There are huge differences in LNP/WLNP vs. Email Address portability. Prior to LNP/WLNP, there was already SS7 which is, essentially a centralized layer of indirection for phone numbers. This was necessary in order to support multiple LECs serving the same NPA-NXX anyway. Once that was in place, LNP/WLNP was almost a no-brainer from a call routing perspective. The issue was with the administrative process and the level of ethics exhibited by some of the phone-company participants (slamming, etc.). We saw the same thing in DNS. LNP is much more like domain name portability than email address portability. We already have domain name portability and had it long before LNP/WLNP. The owner of a domain has always been able to change the NS records pointing to the authoritative DNS servers for said domain. If users care about email portability, they should simply get their own domain and move the domain around as they see fit. Given google and other email hosting providers which will trivially host your email domain and the low annual cost of registering a domain, I'm not sure why legislators would think doing it differently is a good idea. If I were an Israeli ISP and this law were to pass, I'd simply discontinue providing email service for my customers and suggest they get their email via Google, Yahoo, or other free email service.
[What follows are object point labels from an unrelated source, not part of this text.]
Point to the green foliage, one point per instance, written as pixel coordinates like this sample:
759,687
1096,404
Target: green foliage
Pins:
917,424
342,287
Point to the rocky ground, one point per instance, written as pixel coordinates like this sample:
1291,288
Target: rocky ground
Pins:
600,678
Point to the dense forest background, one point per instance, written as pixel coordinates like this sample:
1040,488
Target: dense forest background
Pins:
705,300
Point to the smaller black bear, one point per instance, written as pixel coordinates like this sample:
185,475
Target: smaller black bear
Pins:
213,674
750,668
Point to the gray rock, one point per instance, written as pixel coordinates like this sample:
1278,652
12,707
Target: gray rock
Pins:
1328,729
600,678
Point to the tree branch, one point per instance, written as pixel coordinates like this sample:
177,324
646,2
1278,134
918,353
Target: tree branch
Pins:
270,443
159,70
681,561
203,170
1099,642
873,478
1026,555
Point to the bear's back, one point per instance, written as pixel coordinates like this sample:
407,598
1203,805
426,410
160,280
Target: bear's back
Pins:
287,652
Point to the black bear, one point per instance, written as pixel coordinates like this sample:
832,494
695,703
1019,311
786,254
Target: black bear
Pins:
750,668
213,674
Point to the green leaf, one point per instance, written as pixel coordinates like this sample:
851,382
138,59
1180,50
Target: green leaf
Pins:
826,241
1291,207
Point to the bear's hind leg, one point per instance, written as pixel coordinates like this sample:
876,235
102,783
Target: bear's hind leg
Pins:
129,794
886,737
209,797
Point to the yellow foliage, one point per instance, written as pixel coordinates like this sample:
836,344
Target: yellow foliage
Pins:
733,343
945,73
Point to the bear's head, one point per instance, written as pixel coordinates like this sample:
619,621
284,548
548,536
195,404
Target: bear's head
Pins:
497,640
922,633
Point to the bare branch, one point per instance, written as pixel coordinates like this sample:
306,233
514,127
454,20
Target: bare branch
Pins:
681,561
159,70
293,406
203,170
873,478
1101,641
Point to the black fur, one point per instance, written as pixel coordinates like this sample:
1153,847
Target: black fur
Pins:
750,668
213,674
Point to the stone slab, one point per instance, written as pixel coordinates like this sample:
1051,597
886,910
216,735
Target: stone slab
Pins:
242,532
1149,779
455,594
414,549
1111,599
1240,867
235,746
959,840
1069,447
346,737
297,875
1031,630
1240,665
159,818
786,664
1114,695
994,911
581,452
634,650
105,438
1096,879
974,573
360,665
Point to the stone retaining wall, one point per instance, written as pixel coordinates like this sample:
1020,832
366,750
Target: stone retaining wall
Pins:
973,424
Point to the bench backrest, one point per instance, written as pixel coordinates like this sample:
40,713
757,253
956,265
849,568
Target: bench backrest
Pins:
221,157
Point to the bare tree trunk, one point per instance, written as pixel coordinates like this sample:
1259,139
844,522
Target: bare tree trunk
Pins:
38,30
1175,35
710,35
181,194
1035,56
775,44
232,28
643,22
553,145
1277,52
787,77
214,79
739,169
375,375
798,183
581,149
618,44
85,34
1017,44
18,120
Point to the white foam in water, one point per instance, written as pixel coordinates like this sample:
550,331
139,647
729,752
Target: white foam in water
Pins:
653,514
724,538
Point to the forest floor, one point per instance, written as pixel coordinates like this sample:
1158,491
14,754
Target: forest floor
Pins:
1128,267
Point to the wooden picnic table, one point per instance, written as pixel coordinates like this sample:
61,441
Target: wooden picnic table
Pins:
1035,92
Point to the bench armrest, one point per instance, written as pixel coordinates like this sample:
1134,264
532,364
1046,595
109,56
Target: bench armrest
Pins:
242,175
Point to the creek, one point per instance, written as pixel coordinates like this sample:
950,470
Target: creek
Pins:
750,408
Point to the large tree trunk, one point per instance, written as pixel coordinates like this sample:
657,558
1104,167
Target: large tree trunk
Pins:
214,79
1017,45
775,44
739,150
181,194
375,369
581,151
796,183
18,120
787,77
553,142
Owen On Feb 22, 2010, at 8:26 AM, Dorn Hetzel wrote:
I am sure the various carriers faced with the onset of Local Number Portability and WLNP in this part of the world would have been happy to escape with only forwarding phone calls for 3 months.
Alas, such was not their fate :)
I would watch out for this idea, it might actually catch on in various places, warts and all...
On Mon, Feb 22, 2010 at 11:24 AM, Robert Brockway <robert@timetraveller.org>wrote:
On Mon, 22 Feb 2010, James Jones wrote:
Why does this seem like a really bad idea?
While I think the principal is noble there are operational problems:
1) Large and increasing quantity of email will be forwarded between Israeli ISPs, loading their networks with traffic that could have been avoided.
2) Every time someone changes ISP and wants to continue using this address they will need to notify their original ISP, who they may not have had a business relationship with for many years. This will be a significant operational challenge I expect. How do you confirm the person notifying you is the real owner of the address, for example?
IMHO it would have been better to require the ISPs to forward the email for a reasonable period of time (say 3 months) to allow the user to make relevant notifications (or just stop using an ISP bound email address).
Unfortunately the links cited are in Hebrew so I'm only going on Gadi's report here.